The Second Summoning is every bit as funny as Summon the Keeper. It ranges from sly humor to Mel Brooks-like slapstick, and once again the cats are giving me strange looks because I’ve been laughing out loud in an empty house.

“Can too.”
“Diana, don’t argue with Hell.”

My only minor difficulty is that the humor occasionally gets quite surreal in this one, partially thanks to Diana’s sheer power level and the super-thinness of the fabric of reality in certain areas (meaning that reality doesn’t just bend in some places–it breaks, and oh the metaphors and euphemisms go strange when that happens). The only problem with this is that sometimes I got a bit confused as to what, exactly, was actually happening.

As for the relationship between Dean and Claire: normally I hate “I must protect you by leaving you!” angst, because it’s almost never really believable. In this case, however, Claire’s more-Keeper-than-thou arrogance, as well as the way in which everything unfolds, make it believable. Also, Huff doesn’t try to drag it out over the entire book the way some authors would, instead finding plenty of other ways to keep the relationship dynamic and troublesome.

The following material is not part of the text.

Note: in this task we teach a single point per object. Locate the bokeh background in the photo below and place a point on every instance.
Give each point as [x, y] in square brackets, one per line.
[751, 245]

The characters are wonderful. Claire manages to be arrogant without being unlikable. Diana manages to be a rebellious teenager without being stupid. Dean is still obsessed with cleanliness–and yet he isn’t reduced to just that quirk. Instead he’s absolutely endearing. Add to that a couple of annoying teenagers (Samuel, the angel, and Byleth, the demon) who exude confused awkwardness on steroids, not to mention the aging and increasingly cranky Austin, and you have a recipe for hilarity.